'Mami' de Mario Banushi explora sin palabras la relación entre madres e hijos
- La última obra del joven director grecoalbanés llega a Madrid
- Mami puede verse en los Teatros del Canal este 24 y 25 de abril
"Mi madre me trajo al mundo
junto con miles de otros niños.
Era partera. 'Mami', un himno
para todas las mujeres que nos criaron".
El niño prodigio del teatro griego, Mario Banushi, bebe de la fuente de la vida en Mami, su nueva propuesta escénica sin palabras, cuyo estreno en la Comunidad de Madrid acogen los Teatros del Canal.
Nacido en 1998, Banushi pasó su infancia en Albania, y ya ha recorrido el mundo con sus obras de Taipéi a Nueva York. Debutó en la pandemia con Ragada. El Teatro Nacional de Atenas acogió Goodbye, Lindita y Taverna Miresia – Mario, Bella, Anastasia participó en el Festival de Epidauro en 2023.
Con apenas 28 años, la cumbre de su meteórica carrera teatral es el León de Plata de la Bienal de Venecia, que dirige el veterano actor estadounidense Willem Dafoe, y que recibirá en una ceremonia oficial el próximo mes de junio.

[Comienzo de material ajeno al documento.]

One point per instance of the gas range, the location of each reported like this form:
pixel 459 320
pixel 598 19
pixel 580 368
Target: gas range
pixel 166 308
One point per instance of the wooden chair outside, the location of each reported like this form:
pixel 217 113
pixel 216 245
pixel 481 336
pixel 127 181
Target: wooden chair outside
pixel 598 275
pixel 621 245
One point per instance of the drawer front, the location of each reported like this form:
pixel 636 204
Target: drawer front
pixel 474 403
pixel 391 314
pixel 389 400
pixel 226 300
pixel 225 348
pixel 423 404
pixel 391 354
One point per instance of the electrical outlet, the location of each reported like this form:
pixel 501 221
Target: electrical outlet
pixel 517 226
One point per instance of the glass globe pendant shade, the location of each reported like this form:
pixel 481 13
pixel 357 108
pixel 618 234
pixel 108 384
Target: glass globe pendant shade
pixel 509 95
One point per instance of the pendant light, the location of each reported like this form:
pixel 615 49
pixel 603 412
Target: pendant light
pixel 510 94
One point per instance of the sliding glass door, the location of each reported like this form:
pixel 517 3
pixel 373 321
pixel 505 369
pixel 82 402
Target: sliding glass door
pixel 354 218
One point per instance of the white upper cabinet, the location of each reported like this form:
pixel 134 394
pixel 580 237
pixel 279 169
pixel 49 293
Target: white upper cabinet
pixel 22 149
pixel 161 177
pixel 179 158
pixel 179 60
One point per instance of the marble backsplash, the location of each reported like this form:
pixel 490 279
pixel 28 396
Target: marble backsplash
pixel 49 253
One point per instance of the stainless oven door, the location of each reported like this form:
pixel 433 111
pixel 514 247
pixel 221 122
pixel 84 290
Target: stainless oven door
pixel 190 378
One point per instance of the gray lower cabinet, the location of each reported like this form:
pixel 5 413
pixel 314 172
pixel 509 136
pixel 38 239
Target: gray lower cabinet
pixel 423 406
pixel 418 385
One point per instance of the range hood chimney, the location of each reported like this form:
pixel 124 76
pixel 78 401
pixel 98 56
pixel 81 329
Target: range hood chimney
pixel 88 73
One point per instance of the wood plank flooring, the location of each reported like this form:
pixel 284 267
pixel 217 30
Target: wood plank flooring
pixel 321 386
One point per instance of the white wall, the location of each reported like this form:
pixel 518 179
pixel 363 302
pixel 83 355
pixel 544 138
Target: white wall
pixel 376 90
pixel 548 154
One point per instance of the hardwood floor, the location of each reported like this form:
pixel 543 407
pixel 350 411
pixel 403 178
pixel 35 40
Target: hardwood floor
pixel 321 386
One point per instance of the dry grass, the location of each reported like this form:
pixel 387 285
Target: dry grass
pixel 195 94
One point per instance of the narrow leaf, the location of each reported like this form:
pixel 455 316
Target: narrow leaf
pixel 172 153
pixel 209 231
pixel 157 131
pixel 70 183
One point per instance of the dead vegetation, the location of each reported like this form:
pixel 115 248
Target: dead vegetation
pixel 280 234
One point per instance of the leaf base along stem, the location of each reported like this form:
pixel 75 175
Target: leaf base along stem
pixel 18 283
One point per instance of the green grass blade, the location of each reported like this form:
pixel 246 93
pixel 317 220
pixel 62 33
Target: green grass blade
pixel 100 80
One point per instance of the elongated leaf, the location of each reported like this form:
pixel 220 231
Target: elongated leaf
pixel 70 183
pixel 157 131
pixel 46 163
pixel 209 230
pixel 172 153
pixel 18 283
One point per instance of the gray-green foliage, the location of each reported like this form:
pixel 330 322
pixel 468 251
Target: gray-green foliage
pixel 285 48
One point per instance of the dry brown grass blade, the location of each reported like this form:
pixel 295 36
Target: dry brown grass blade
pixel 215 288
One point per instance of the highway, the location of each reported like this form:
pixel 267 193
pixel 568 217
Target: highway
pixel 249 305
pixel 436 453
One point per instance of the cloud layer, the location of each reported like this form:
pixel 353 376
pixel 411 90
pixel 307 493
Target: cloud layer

Escena de la obra 'Mami'. @Pinelopi Gerasimou
Con un lenguaje escénico propio, la música, el movimiento, las imágenes y las emociones se suceden en una pieza sin texto, un poema visual que escapa a las clasificaciones habituales de teatro, danza o performace.
En sus obras anteriores exploraba el duelo y en Mami se acerca a las aristas de la maternidad desde el cuidado a la posesión, el amor asfixiante o la violencia, en un montaje que ya se pudo ver en el pasado verano en el Grec de Barcelona.
En la mitología personal de Banushi, las palabras casi homónimas “mami” y “mam” se vuelven idénticas. Mami, como madre. Mam, como alimento. Alguien se arranca el corazón y se lo ofrece al otro como una hogaza de pan caliente.
Escena de 'Mami'. @Pinelopi Gerasimou
“Siempre he dicho que el nacimiento es amor al revés”, confiesa el joven dramaturgo, que fue confiado al cuidado de su abuela albanesa de pequeño, mientras su madre trabajaba en Grecia.
Banushi parte de sus experiencias personales, para enamorarse de su madre, para exorcizar y celelebrar la relación madre-hijo en un santuario profano lleno de votos y maldiciones. El escenario se convierte en un paisaje de recuerdos inquietante y familiar.
Los intérpretes, inmersos en el silencio o arropados por la música, crean momentos conmovedores y nos instan a reconocer y confrontar nuestras propias relaciones y el legado emocional que llevamos dentro en una experiencia sensorial.
Imagen de 'Mami' de Mario Banushi. ©Andreas Simopoulos
Madres y abuelas
“Cuando tenía alrededor de un año, mi madre tuvo que dejarme con mi abuela en Albania e irse. Hasta los trece, la llamé mami. Cuando mi madre me llevó con ella a Atenas, crecí en el apartamento encima de la panadería donde trabajaba, con el aroma del pan recién horneado", señala el creador.
Añade: "Crecí rodeado de mujeres jóvenes y ancianas. Crecí con más de una madre. Este espectáculo es para ellas: un deseo, una plegaria al peso que la palabra mamá tiene tanto para quien la escucha como para quien la pronuncia. Quién cuida de quién: nunca entendí esta compleja relación. Y nunca lo haré. Pero intento desentrañarla como un cordón umbilical, como las vísceras que conectan la vida con sus raíces”.
Un momento de la obra de Mario Banushi. ©Andreas Simopoulos
Mami, el homenaje de Banushi a las mujeres que se consagran a la crianza, puede verse este 24 y 25 de abril en la Sala Roja Concha Velasco de los Teatros del Canal.